Seventh and finally, this is not arrogance. Lawyers are bound by ethical and professional obligations. Lawyers take those personal responsibilities very seriously. I will do everything possible to stay on the right side of my ethical and professional responsibilities. In doubtful cases, I will decline to act or give advice, because that is the best way to ensure I am complying with my professional standards. That is the best for me in the long run, and it is also the best course in the long run for the public.
(1) How likely is it that a reasonable person presented with (a TV show/“information” about the law) is going to make critical decisions based on that information?
(2) How likely is it that a disclaimer will dissuade someone from acting to his or her detriment?
If you are a person with an importantlegal matter consuming your life and you ask “information” about the law, it’s quite reasonable to assume you’re going to apply that information to your case. The calculation doesn’t work out the same for a TV show.
Professor? Is that you?
This is exactly what one of my law school professors would rail about. He’d talk of the autodidacts in the law library, trying to teach themselves the law. Problem was, he’d say, that they’d either concentrate on one area (say, criminal law) to the exclusion of the others; or that they would read one source only (say, the Harvard Law Review); or they would try something else that had the end result of never seeing the big picture. Because in order to think like a lawyer, our professor would say, you had to see the big picture. You had to know how all the parts fit together. He’d continue on and say that that was the reason that the law library didn’t contain just one book–the Big Book of Law, he called it–and that autodidacts who arrived in the law library asking for the equivalent of the Big Book of Law wouldn’t learn much from what they had to use as substitutes. There was far too much and you needed the guidance of a scholar/lawyer to help you learn.
He was crusty and opinionated and occasionally coarse; and he terrified some members of our class. And he was one of my favourite professors at law school. I learned a great deal from him, both in the classroom and in informal chats in his office and over coffee. But he made sure that we all saw the big picture; and just as importantly, that we saw the need to understand the big picture.
Not sure if this post contributes much to the thread, but I hope that it helps reinforce what Noel Prosequi is saying–that learning the whole subject is necessary, and that a lawyer must necessarily have studied the big picture. Because learning just one part of it leaves one with an incomplete legal education. Nicely said, Noel–my old professor would agree with you.

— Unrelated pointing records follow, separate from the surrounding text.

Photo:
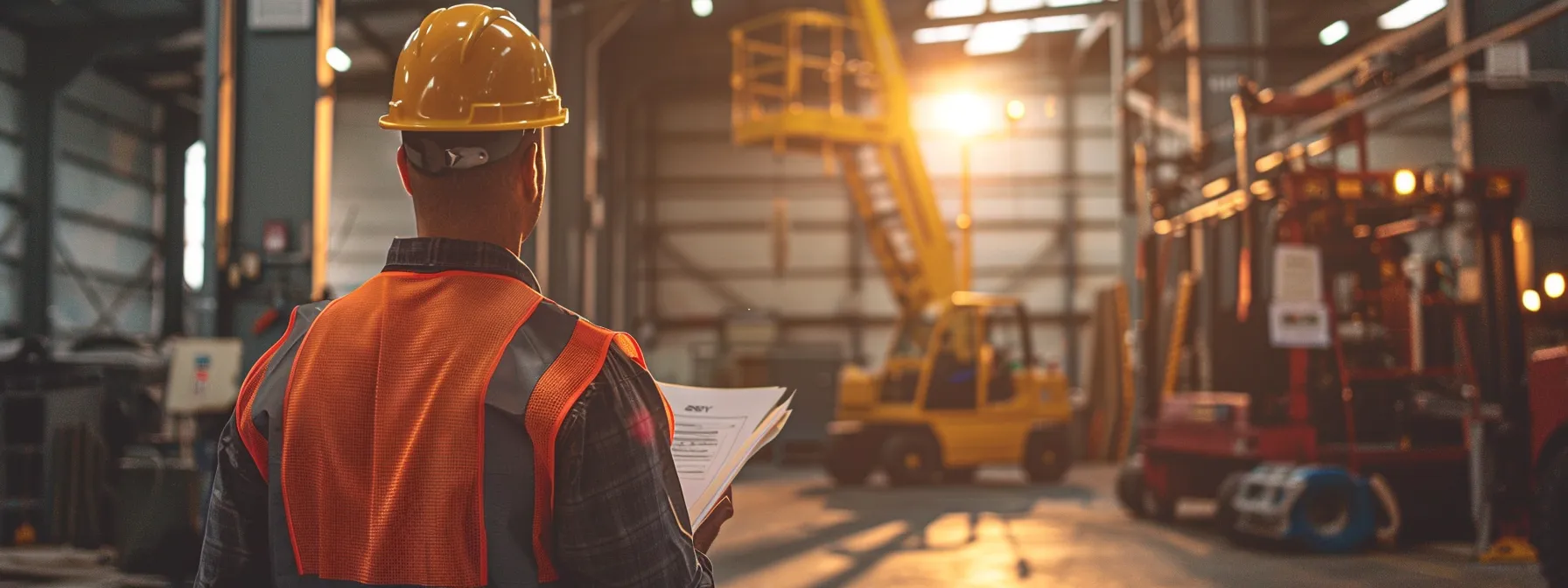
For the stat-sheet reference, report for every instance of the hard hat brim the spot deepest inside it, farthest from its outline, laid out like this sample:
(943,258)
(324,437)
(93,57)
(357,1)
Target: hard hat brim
(463,126)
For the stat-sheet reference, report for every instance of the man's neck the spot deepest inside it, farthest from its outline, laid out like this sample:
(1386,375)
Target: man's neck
(508,241)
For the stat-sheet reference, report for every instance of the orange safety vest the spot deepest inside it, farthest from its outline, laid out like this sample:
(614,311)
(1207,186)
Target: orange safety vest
(397,425)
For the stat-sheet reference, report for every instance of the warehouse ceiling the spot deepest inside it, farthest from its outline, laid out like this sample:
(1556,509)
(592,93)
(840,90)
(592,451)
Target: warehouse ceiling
(158,45)
(152,46)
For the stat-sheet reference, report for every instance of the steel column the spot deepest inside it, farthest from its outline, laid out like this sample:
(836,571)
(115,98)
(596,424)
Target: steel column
(1510,130)
(528,13)
(566,211)
(281,136)
(38,152)
(595,243)
(1070,214)
(51,63)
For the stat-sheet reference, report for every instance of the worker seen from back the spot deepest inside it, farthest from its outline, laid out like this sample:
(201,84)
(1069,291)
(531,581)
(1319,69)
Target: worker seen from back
(444,424)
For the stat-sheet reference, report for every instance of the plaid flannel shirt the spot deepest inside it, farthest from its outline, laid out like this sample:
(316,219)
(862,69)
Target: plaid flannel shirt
(620,516)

I quote this because it seems to be another in a long line of complaints about how people misunderstand your conversations, your SDMB posts, advertisements you place online, etc. You seem to have a history of people not understanding you to your satisfaction.
Looking over this chain of frustrations, you might consider the possibility that your discourse is simply not as clear and logical as you’ve assumed.
Fuck you Westlaw people. Back in law school I couldn’t find stuff on there even if I knew exactly what I was looking for. Those of us using Lexis still get to Shepardize because Lexis bought them out.